In der Heidelberger Bahnstadt wohnt die Zukunft

Um dem Klimawandel entgegenzuwirken, setzen die Bewohner der größten Passivhaussiedlung auf Effizienz und erneuerbare Energie. Aber zu einem guten Leben gehört mehr als Technologie.

Von Alexandra Polič
bilder von Steffen Diemer
Veröffentlicht am 9. Nov. 2017, 03:37 MEZ
Heidelberger Bahnstadt
Wasserbecken am Langen Anger in der Heidelberger Bahnstadt.
Foto von Steffen Diemer

In der Nähe des Heidelberger Schlosses rumpelt die Straßenbahn über den Bismarckplatz, vorbei an alten Gemäuern bis zur Haltestelle Montpellierbrücke. Wer hier aussteigt, landet in der Zukunft: moderne Häuser mit klaren Linien, einzelne Holzwände, Panoramafenster, in denen sich Baukräne spiegeln. Auf Gerüsten dämmen Arbeiter Wände. Plakate bewerben Geschäfte, die bald eröffnen. Seit 2009 entsteht auf dem 116 Hektar großen Areal des stillgelegten Güterbahnhofs die größte Passivhaussiedlung der Welt: die Bahnstadt, das jüngste Viertel Heidelbergs.

Jedes Gebäude entspricht dem Passivhausstandard: Wärmedämmung und Belüftungssysteme sind
so konzipiert, dass der jährliche Heizbedarf 15 Kilowattstunden pro Quadratmeter
nicht übersteigt. Das 
entspricht einem Verbrauch von etwa 1,5 Litern Heizöl, einem Fünftel des Bedarfs eines durchschnittlichen Neubaus. Die Energie für den gesamten Stadtteil erzeugt ein Holzheizkraftwerk und reduziert die CO2-Emissionen um bis zu 30.000 Tonnen pro Jahr.

„Es war mir einfach wichtig, nachhaltig zu leben“, erzählt Dieter Bartmann. Er war 2012 einer der ersten Bewohner der Bahnstadt – und gründete zusammen mit 21 Nachbarn den Stadtteilverein. Jeder Neunte der insgesamt 3500 Bahnstädter ist Mitglied und organisiert Sommerfeste, Stammtische und Krabbelgruppen. „Einen Stadtteil komplett neu zu bauen ist eine Sache. Ihn zum Leben zu erwecken, eine andere“, sagt Bartmann. 

Schwetzinger Terrasse mit Fontänenfeld in der Heidelberger Bahnstadt.
Foto von Steffen Diemer

86 Prozent der Bewohner sind jünger als 45 Jahre. „Wir wollen einen breiten Wohnungs- und Hausmix für alle bieten – und sind offen für Experimente“, sagt Christoph Czolbe vom Stadtplanungsamt. Damit meint er Gebäude wie den neunstöckigen Skylabs-Tower mit Glasfronten und zwei überstehenden Obergeschossen, in dem unter anderem die Schiller International University und Forschungszentren internationaler Unternehmen sitzen. Insgesamt sollen 7000 Arbeitsplätze in der Bahnstadt entstehen, die von der guten Anbindung an Bahnhof und Autobahn profitiert.
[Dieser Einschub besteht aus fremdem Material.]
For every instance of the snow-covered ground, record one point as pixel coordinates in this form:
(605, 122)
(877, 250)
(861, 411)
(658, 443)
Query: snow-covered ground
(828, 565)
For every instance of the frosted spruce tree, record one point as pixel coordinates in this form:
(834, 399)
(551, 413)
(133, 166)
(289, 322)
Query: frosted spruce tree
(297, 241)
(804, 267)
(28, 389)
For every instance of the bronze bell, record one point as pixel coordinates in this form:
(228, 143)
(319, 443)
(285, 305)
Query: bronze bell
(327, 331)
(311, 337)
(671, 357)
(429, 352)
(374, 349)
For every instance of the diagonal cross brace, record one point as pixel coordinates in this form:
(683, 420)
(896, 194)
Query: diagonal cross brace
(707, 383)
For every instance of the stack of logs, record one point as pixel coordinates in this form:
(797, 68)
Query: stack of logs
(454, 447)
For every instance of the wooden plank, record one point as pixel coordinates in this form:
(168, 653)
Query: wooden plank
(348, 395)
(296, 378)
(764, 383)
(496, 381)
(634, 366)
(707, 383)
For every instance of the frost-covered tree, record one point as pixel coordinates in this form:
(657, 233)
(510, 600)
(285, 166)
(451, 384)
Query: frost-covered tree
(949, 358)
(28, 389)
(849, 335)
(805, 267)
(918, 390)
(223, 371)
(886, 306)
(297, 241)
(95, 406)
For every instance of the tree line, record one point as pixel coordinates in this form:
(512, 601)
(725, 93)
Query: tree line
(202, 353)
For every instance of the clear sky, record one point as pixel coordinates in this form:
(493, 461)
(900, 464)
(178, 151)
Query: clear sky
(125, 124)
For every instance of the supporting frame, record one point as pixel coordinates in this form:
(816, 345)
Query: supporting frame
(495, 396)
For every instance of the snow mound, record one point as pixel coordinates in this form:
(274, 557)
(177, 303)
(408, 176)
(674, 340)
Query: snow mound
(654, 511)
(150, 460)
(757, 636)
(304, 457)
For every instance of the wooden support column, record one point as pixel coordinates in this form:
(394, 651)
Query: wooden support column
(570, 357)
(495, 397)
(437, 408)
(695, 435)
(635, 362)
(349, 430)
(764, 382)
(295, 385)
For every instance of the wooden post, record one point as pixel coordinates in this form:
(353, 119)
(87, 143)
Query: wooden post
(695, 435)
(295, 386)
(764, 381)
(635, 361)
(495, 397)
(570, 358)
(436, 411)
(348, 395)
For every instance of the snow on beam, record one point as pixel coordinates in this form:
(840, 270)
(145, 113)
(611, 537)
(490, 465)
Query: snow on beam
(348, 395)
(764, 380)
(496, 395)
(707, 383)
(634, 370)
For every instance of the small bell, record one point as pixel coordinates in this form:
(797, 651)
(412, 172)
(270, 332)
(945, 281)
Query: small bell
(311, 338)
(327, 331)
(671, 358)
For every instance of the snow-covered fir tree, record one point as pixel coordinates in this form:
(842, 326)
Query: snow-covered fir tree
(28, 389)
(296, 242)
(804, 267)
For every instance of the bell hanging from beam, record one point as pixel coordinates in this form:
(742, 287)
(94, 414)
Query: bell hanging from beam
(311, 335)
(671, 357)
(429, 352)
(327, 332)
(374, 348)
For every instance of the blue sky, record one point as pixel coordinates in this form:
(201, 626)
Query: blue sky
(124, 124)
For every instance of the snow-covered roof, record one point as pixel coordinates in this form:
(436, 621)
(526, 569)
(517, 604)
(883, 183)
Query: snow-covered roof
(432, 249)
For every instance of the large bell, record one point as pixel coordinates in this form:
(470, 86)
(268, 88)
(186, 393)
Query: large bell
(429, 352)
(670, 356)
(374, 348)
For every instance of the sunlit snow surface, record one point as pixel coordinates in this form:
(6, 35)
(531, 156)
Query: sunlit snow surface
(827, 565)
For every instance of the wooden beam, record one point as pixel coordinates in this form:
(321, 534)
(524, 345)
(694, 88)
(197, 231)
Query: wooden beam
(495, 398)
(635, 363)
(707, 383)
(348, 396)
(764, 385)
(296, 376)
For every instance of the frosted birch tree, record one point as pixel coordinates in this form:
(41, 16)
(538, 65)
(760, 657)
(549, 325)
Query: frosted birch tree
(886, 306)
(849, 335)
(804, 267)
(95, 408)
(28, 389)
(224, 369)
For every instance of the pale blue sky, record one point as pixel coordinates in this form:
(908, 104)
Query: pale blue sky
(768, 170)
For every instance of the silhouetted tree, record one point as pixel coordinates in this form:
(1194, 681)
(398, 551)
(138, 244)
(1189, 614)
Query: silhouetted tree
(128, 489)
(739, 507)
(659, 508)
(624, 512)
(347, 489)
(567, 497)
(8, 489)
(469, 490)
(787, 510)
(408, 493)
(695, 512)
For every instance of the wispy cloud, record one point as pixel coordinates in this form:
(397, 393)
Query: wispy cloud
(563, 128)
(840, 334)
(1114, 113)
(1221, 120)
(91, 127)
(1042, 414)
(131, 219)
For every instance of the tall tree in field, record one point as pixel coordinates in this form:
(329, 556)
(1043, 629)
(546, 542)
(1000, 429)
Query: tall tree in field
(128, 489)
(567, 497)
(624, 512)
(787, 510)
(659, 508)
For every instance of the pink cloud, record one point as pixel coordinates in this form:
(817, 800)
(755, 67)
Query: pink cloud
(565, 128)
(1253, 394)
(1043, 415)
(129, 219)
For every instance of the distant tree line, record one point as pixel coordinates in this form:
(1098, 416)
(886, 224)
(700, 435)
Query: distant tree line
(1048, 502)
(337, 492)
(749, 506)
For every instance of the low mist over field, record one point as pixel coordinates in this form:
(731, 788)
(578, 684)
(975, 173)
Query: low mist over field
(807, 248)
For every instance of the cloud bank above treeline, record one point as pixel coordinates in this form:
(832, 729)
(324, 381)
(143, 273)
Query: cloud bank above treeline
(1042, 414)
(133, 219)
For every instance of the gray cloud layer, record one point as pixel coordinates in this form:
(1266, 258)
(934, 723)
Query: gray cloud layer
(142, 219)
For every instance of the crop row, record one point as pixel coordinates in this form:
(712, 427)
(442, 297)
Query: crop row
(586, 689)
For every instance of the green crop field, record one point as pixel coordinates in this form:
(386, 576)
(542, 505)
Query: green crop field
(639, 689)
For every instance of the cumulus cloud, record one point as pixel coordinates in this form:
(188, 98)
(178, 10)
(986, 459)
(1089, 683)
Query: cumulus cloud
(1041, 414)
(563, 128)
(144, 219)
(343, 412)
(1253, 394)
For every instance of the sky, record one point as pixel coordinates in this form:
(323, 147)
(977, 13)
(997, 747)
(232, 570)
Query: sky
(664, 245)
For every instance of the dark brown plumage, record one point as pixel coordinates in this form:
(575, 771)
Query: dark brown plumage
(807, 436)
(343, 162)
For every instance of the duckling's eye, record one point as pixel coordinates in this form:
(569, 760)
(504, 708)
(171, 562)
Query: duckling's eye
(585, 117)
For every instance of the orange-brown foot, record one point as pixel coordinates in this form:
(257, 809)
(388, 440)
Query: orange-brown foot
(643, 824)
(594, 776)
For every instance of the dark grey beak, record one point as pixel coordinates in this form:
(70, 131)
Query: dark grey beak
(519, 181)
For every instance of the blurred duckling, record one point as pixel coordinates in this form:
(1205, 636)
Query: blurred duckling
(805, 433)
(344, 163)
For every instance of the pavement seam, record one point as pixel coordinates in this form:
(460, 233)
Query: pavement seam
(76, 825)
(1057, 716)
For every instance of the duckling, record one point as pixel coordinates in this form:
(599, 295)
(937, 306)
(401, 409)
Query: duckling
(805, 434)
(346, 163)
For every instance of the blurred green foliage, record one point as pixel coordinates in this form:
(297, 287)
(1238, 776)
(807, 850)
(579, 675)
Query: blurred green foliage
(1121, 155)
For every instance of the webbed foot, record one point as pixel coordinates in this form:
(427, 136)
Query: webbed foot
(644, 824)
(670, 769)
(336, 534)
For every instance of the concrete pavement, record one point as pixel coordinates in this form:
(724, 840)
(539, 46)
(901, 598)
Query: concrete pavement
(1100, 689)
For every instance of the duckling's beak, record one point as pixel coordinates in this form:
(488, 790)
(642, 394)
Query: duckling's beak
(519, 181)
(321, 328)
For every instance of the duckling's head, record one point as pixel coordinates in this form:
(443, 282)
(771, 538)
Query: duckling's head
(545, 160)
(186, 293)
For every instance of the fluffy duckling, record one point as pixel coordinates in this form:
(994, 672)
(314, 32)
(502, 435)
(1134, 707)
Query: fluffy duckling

Dieter Bartmann benötigt nur 15 Minuten zur Arbeit. Der Wirtschaftsingenieur besitzt ein 150 Quadratmeter großes Einzelhaus im Zentrum des Stadtteils. Der Preis für eine vergleichbare Immobilie liegt derzeit bei 630.000 Euro. Einkommensabhängig ist Wohnraumförderung möglich. Weil es so viele Interessenten gibt, bestimmt ein Los, wer in die Bahnstadt ziehen darf.

Das Kultur- und Konzerthaus Halle02 in den ehemaligen Güterhallen erinnert noch an den alten Bahnhof. Der Rest der Bahnstadt entsteht neu. „Wir möchten zeigen, dass eine 800 Jahre alte Stadt auch modern sein kann“, sagt Bartmann. Die Gestaltung öffentlicher Räume wird durch Architektenwettbewerbe entschieden, an denen vermehrt kleine Büros teilnehmen. Wer das neue Konferenzzentrum entwirft, entscheidet die Stadt im September. Die Investitionen bis zum Bauende 2022 werden auf zwei Milliarden Euro geschätzt. Das neue Viertel soll zum Vorbild für klimaneutralen Städtebau werden. Bereits jetzt reisen Architekten aus aller Welt an, um erst die Bahnstadt zu besichtigen – und dann das alte Schloss. 

Dieser Artikel stammt aus der Ausgabe 8/2017 von National Geographic.